# MJO emulation via POD

The Madden-Julian Oscillation (MJO) is an intraseasonal phenomenon that characterizes the tropical atmosphere. Its characteristic period varies between 30 and 90 days and it is basically due to a coupling between large-scale atmospheric circulation and deep convection. This pattern slowly propagates eastward with a speed of $4$ to $8$ $m s^{-1}$. MJO is a rather irregular phenomenon and this implies that the MJO can be seen at a large-scale level as a mix of multiple high-frequency, small-scale convective phenomena. The flow realizations which belong to the dataset represent the amount of total precipitation.

The first step to anlyze this dataset is to import the required libraries, including the custom libraries
- 'from pyspod.auxiliary.pod_standard import POD_standard'
- 'from pyspod.auxiliary.emulation   import Emulation'
- 'import pyspod.utils_weights as utils_weights'
- 'import pyspod.auxiliary.utils_emulation as utils_emulation'  


In [None]:
import os
import sys
import time
import xarray as xr
import numpy  as np
import opt_einsum as oe
from pathlib  import Path

# Current, parent and file paths
CWD = os.getcwd()
CF  = os.path.realpath(__file__)
CFD = os.path.dirname(CF)

# Import library specific modules
sys.path.append(os.path.join(CFD, "../../../../"))
from pyspod.spod_low_storage import SPOD_low_storage
from pyspod.spod_low_ram     import SPOD_low_ram
from pyspod.spod_streaming   import SPOD_streaming
from pyspod.auxiliary.emulation     import Emulation
import pyspod.utils_weights as utils_weights
import pyspod.postprocessing as post
import pyspod.auxiliary.utils_emulation as utils_emulation  
import mjo_plotting_utils as mjo_plot


The second step consists of downloading the data file `EI_1979_2017_TP228128_reduced5000.nc` from (...), and store it in the folder: `../../../../../test/data`. 

In [None]:
file = os.path.join('../../../../../pyspod/test/data/', 'EI_1979_2017_TP228128_reduced5000.nc')
ds = xr.open_dataset(file, chunks={"time": 10})

da = ds.to_array()
da = oe.contract('vtij->tijv', da)

## Define global variables and global parameters

The data are stored in a matrix `X` and, to be suitable to the `PySPOD` library, it must have the following features:
- first dimension must correspond to the number of time snapshots (5000 in our case)
- last dimension should corresponds to the number of variables (1 in our case)
- the remaining dimensions corresponds to the spatial dimensions (241, and 480 in our case, that correspond to radial and axial spatial coordinates).
We note that in the present test case the data matrix `X` used is already in a shape that is suitable to `PySPOD`, as its dimension is:
$$\text{$X$ dimensions} = 5000 \times 241 \times 480 $$

Other global variables and parameters are defined.
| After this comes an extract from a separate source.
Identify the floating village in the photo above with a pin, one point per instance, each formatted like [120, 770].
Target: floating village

In detail:
- `nt`: integer, number of snapshots, read from the data_arrays
- `t`: vector containing the time instants at which the flow realizations have been stored
- `x1`: list of coordinate along the x1-axis (in this case x1='longitude')
- `x2`: list of coordinates along the x2-axis(in this case x2='latitude')
- `trainingDataRatio`: real, ratio between training data number and total number of snapshots

In the dictionary 'params' the following variables are stored:
- `dt`: time step
- `n_space_dims`: integer, number of space dimensions, in our case 2
- `n_variables`: integer, nr of variables, in our case 1
- `n_modes_save`: integer, number of modes that are taken into account (and stored)
- `savedir`: string, name of the directory where results will be saved
- `normalize_weights` (optional): boolean which activate the normalization of weights by data variance
- `normalize_data` (optional): boolean which normalize data by data variance

**Note that we do not set any parameter for the Weights adopted to compute th einner product in the SPOD calculation. In this case, the algorithm will use automatically uniform weighting (weighting equal 1), and it will prompt a warning stating the use of default uniform weighting.** 

In the dictionary 'params_emulation' the following variables, which allow to define some relevant parameters of a single layer neural network, are stored:
- `network`: string, type of neural network. In the present tutorial 'lstm'
- `epochs`: integer, number of epochs
- `batch_size`: integer, batch size
- `n_seq_in`: integer, dimension of input sequence 
- `n_seq_out`: integer, number of steps to predict
- `n_neurons`: number of neurons in each layer
- `dropout`: value of the dropout
- `savedir`: string, name of the directory where results will be saved

In the present test case we use 40 (`n_seq_in`=40) previous values of the coefficients in order to evaluate the next one (`n_seq_out`=1).

In [None]:
# we extract time, longitude and latitude
t = np.array(ds['time'])
nt = t.shape[0]
xshape =  da[0,...,0].shape
nx = da[0,...,0].size
nv = 1 

ntSPOD = int(0.7*len(t))
tSPOD = t[:ntSPOD]
print('t = ', t)
print('tSPOD = ', tSPOD)
x1 = np.array(ds['longitude'])
x2 = np.array(ds['latitude'])
print('shape of t (time): ', t.shape)
print('shape of x1 (longitude): ', x1.shape)
print('shape of x2 (latitude) : ', x2.shape)
variables = ['tp']

# define required and optional parameters for spod
# 12-year monthly analysis
dt_hours     = 12      
period_hours = 24 * 365 
params = {
	'time_step'   	   : dt_hours,
	'n_snapshots' 	   : len(t),
	'n_snapshots_POD'  : ntSPOD, # number of time snapshots for generating SPOD base
	'n_space_dims'	   : 2,
	'n_variables' 	   : len(variables),
	'mean_type'        : 'longtime',
	'normalize_weights': False,
	'normalize_data'   : False,
	'n_modes_save'     : 2,
	'savedir'          : os.path.join(CWD, 'results', Path(file).stem)
}
print('params \n', params)

params_emulation = dict()

params_emulation['network'     ] = 'lstm' 						# type of network
params_emulation['epochs'      ] = 100						# number of epochs
params_emulation['batch_size'  ] = 32							# batch size
params_emulation['n_seq_in'    ] = 40							# dimension of input sequence 
params_emulation['n_seq_out'   ] = 1                          # number of steps to predict
params_emulation['n_neurons'   ] = 60                          # number of neurons
params_emulation['dropout'     ] = 0.15                          # dropout
params_emulation['savedir'     ] = os.path.join(CWD, 'results', Path(file).stem)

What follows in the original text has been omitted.